Les dits du corbeau noir

CARNETS DE SEJOURS : L'HERAULT

ST SATURNIN DE LUCIAN (HERAULT) Sept 2009    Bran du

(A Armelle, Thierry, Soisic, Marie-Pierre, Aymen et mes petits-enfants)



L’origine du village porte à discussion…

Certains considèrent que LUCIAN vient de LUCIANUS qui serait le nom d’un propriétaire d’une villa gallo-romaine dont des vestiges ont été retrouvés sur la commune.

D’autres se réfèrent au terme LUCANOS soit un terme où l’on décèle une origine gauloise à partir de la racine LUC faisant référence à LUG, l’un des dieux du panthéon celtique associé aux sommets et à la lumière (Belenos, autre déité de ce panthéon, étant un autre aspect de la lumière «divine» d’où les monts Bélen ou Bel air)...

LUCANOS serait l’ancien nom donné au Rocher des Deux Vierges (piton dolomitique à l’extrémité Ouest de la Montagne de la Serrane qui culmine à 539 m et domine le village et la plaine). Quant à l’intitulé «des Deux Vierges», il s’agit, en fait, du nom d’une famille noble qui régna sur le comté et non de celui de deux soeurs qui auraient conservé leur virginité.

Cela a été parfaitement démontré par les recherches d’un brave curé féru d’histoire locale…

L’archéologie a prouvé la présence, à cet endroit, d’un oppidum celtique…

Une chapelle fut édifiée au XI è siècle sur cet emplacement.

Il s’agit d’un édifice dédié à St Fulcran (évêque de Lodève).



Il subsiste aussi des vestiges d’un château fort datant du XI è siècle… La dédicace ST SATURNIN, (premier évêque de Toulouse vers 250 de notre ère), a été, par la suite, accolée au nom de Lucian. Ceci pourrait accréditer la seconde thèse avancée ;

cet ajout semble bien indiquer, en effet, une volonté de christianisation accrue en mettant le village sous la haute protection d’un saint martyr bien préférable à celle d’une idole païenne !…



Il est à noter que le bois qui entoure ce piton est appelé «Bois des Félibres»

(ou Félibriges) en hommage aux «poètes» occitans «morts pour la patrie» Un pêcher a été planté au pied de la roche gravée et d’une plaque commémorative

Les chênes (verts, kermès, pubescents) sont nettement majoritaires. Bien que le châtaignier soit présent depuis 6000 ans et cultivé depuis plus de 2000 ans, il est très peu représenté ici.

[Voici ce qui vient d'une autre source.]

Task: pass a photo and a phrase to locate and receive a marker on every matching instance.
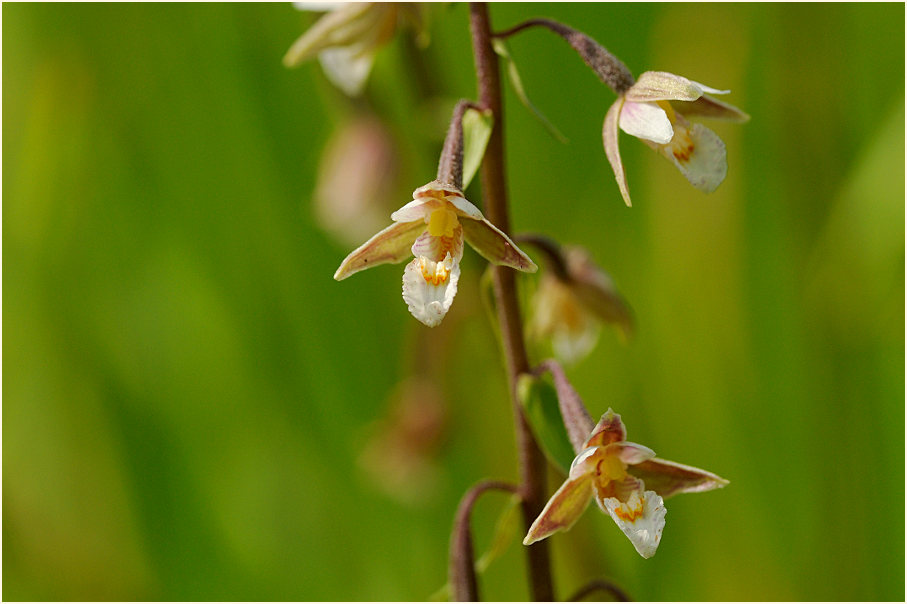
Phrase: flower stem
(494, 195)
(600, 585)
(462, 571)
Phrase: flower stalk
(494, 193)
(464, 586)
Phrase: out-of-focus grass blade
(501, 49)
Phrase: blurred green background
(194, 409)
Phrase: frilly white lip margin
(615, 473)
(433, 228)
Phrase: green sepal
(477, 126)
(539, 399)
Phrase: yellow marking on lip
(435, 274)
(624, 512)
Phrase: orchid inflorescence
(573, 296)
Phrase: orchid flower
(654, 109)
(573, 299)
(432, 227)
(626, 480)
(347, 37)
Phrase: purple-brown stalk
(494, 195)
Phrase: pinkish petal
(495, 246)
(699, 155)
(609, 429)
(706, 106)
(563, 509)
(647, 121)
(641, 518)
(664, 86)
(668, 478)
(389, 245)
(610, 132)
(429, 288)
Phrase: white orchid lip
(647, 121)
(432, 227)
(606, 470)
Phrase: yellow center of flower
(611, 468)
(442, 223)
(434, 273)
(631, 514)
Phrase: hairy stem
(494, 195)
(609, 68)
(461, 574)
(600, 585)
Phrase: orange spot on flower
(434, 273)
(631, 515)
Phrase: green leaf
(501, 49)
(477, 127)
(505, 530)
(539, 399)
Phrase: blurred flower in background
(400, 458)
(574, 297)
(346, 39)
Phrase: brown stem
(609, 68)
(494, 194)
(461, 574)
(600, 585)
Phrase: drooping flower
(357, 182)
(574, 297)
(348, 36)
(432, 228)
(626, 480)
(655, 110)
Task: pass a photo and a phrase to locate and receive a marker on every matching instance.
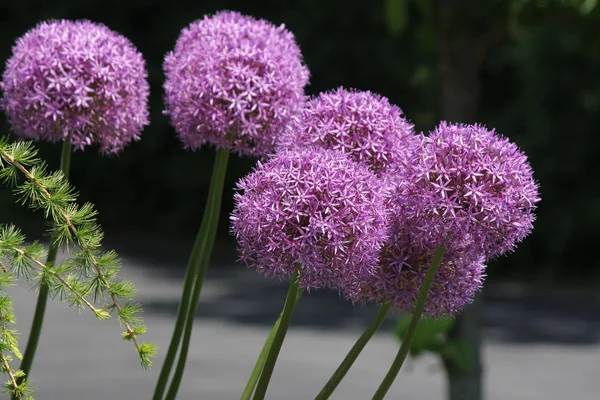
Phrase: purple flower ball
(464, 186)
(363, 124)
(471, 183)
(404, 262)
(234, 82)
(76, 79)
(313, 210)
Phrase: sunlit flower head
(76, 79)
(313, 210)
(234, 82)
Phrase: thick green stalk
(412, 327)
(353, 354)
(184, 304)
(208, 231)
(262, 358)
(286, 316)
(40, 308)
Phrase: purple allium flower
(473, 184)
(405, 260)
(76, 79)
(464, 186)
(362, 124)
(311, 209)
(234, 81)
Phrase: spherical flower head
(234, 82)
(406, 258)
(472, 184)
(314, 211)
(363, 124)
(76, 79)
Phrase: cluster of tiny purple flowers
(363, 125)
(314, 212)
(76, 80)
(234, 82)
(462, 186)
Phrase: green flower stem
(40, 308)
(412, 327)
(288, 309)
(353, 354)
(260, 362)
(196, 270)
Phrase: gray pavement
(540, 345)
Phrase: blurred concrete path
(540, 345)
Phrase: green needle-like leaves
(86, 277)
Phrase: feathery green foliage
(89, 274)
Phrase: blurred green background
(535, 66)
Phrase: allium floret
(76, 79)
(234, 82)
(313, 210)
(404, 261)
(363, 124)
(473, 184)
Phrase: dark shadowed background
(539, 84)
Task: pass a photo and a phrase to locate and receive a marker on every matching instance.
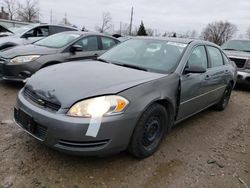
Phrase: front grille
(240, 63)
(27, 123)
(94, 144)
(32, 96)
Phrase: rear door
(217, 72)
(194, 86)
(90, 46)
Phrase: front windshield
(21, 30)
(58, 40)
(237, 45)
(152, 55)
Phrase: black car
(20, 62)
(30, 33)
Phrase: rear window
(215, 56)
(58, 40)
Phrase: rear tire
(222, 104)
(149, 132)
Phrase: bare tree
(106, 23)
(219, 32)
(11, 7)
(29, 11)
(248, 32)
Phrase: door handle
(207, 77)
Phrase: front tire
(222, 104)
(149, 132)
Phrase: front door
(194, 86)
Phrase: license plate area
(26, 121)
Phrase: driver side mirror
(194, 69)
(76, 48)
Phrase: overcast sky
(163, 15)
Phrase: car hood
(237, 54)
(68, 83)
(27, 50)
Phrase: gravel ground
(211, 149)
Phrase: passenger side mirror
(27, 35)
(76, 48)
(194, 69)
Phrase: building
(3, 14)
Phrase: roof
(44, 24)
(84, 33)
(172, 39)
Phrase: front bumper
(17, 72)
(243, 77)
(68, 134)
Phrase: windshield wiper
(102, 60)
(230, 49)
(132, 66)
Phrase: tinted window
(198, 57)
(215, 56)
(38, 32)
(226, 60)
(89, 43)
(107, 43)
(58, 40)
(154, 55)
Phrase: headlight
(99, 106)
(24, 59)
(248, 64)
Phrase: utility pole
(65, 19)
(120, 28)
(131, 21)
(51, 20)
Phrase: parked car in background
(127, 99)
(30, 33)
(239, 52)
(19, 63)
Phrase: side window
(226, 60)
(198, 57)
(38, 32)
(107, 43)
(215, 56)
(88, 43)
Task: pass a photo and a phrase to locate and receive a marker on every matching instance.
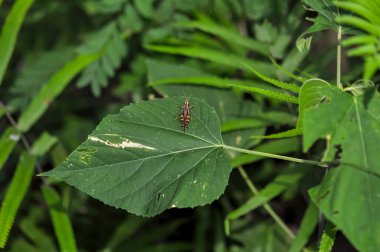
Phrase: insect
(185, 114)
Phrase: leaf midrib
(141, 159)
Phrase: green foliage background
(269, 84)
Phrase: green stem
(266, 206)
(338, 58)
(269, 155)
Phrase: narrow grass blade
(61, 222)
(282, 146)
(212, 55)
(52, 89)
(10, 31)
(7, 142)
(15, 194)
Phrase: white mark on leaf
(124, 144)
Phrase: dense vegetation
(276, 150)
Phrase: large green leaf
(141, 159)
(349, 194)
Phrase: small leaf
(328, 237)
(15, 194)
(310, 96)
(43, 144)
(308, 224)
(141, 159)
(60, 218)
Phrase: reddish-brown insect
(185, 114)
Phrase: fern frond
(288, 86)
(111, 49)
(15, 194)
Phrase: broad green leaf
(43, 144)
(310, 96)
(15, 194)
(258, 236)
(284, 134)
(326, 19)
(282, 182)
(351, 125)
(61, 221)
(8, 141)
(10, 31)
(228, 105)
(52, 89)
(308, 224)
(141, 159)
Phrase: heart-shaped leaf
(141, 159)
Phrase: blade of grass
(52, 89)
(308, 224)
(15, 194)
(213, 56)
(282, 182)
(282, 146)
(8, 141)
(10, 31)
(61, 221)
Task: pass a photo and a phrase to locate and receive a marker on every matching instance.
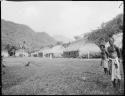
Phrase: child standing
(114, 56)
(104, 57)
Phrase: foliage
(18, 34)
(109, 28)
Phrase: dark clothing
(104, 54)
(113, 51)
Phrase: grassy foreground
(56, 77)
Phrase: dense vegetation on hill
(109, 28)
(15, 34)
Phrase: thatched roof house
(4, 53)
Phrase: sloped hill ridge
(14, 34)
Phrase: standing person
(114, 54)
(104, 57)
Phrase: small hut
(5, 53)
(21, 53)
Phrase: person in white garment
(104, 58)
(114, 55)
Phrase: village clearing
(58, 76)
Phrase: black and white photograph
(62, 47)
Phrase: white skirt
(115, 71)
(105, 63)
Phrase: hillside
(112, 27)
(62, 38)
(14, 34)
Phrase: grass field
(56, 77)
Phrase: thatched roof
(118, 40)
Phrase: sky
(66, 18)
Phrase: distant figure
(2, 62)
(104, 57)
(27, 64)
(114, 55)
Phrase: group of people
(110, 60)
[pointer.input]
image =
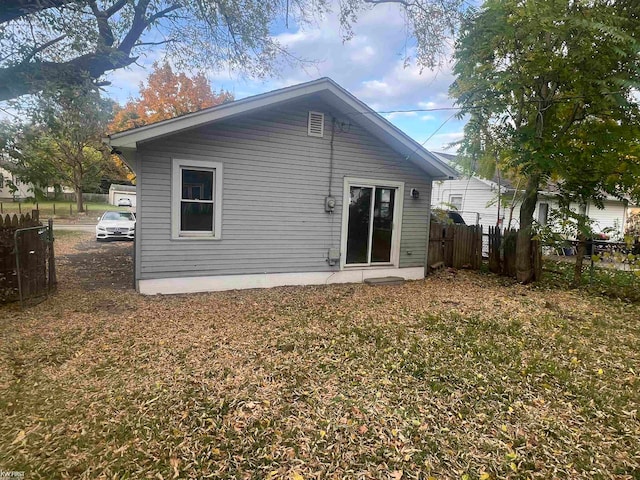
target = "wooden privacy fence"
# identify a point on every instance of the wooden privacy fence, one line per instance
(460, 246)
(503, 252)
(27, 264)
(457, 246)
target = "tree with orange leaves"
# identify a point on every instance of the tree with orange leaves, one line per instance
(167, 95)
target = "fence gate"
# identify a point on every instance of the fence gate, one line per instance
(35, 275)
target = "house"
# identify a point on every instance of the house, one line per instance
(12, 188)
(118, 192)
(477, 201)
(302, 185)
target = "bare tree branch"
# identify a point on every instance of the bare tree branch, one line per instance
(13, 9)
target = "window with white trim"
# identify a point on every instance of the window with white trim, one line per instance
(196, 203)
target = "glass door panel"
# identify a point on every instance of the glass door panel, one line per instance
(382, 225)
(358, 231)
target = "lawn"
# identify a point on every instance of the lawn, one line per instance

Il en est de même du hêtre (fageas)…



Sur les hauteurs, le fragon cohabite avec les buis odorants… Le thym est dans son domaine de prédilection

(On recommande de le cueillir le jour de la Sainte Croix) (Avec 400 kilos de plantes, on peut obtenir 1 Kilo d’essence dont on extrait 43 % de thymol qui est un antiseptique. Cet extrait est utilisé, en valeur infinitésimale, dans la confection de la pâte à papier des billets de banque !)…

Aux herbes, aux «simples» très nombreuses en ce lieu et si appréciées des populations locales, s’ajoutent les lavandes et lavandins. (La plante est identique mais selon qu’elle pousse dans les plaines ou sur les hauteurs, son appellation diffère.)…

La sarriette embaume en sa saison… Tant de parfums suscitent une pensée, nue et purifiée… C’est un bain véritable qui apaise les sens, qui rend le cœur étincelant…

On comprend, qu’au printemps, se retrouvent, en ce nid fourché dans le ciel et les nuages, les «farauds»: les «amoureux», lesquels ne sauraient trouver mieux pour se célébrer en leurs douces et fiévreuses étreintes…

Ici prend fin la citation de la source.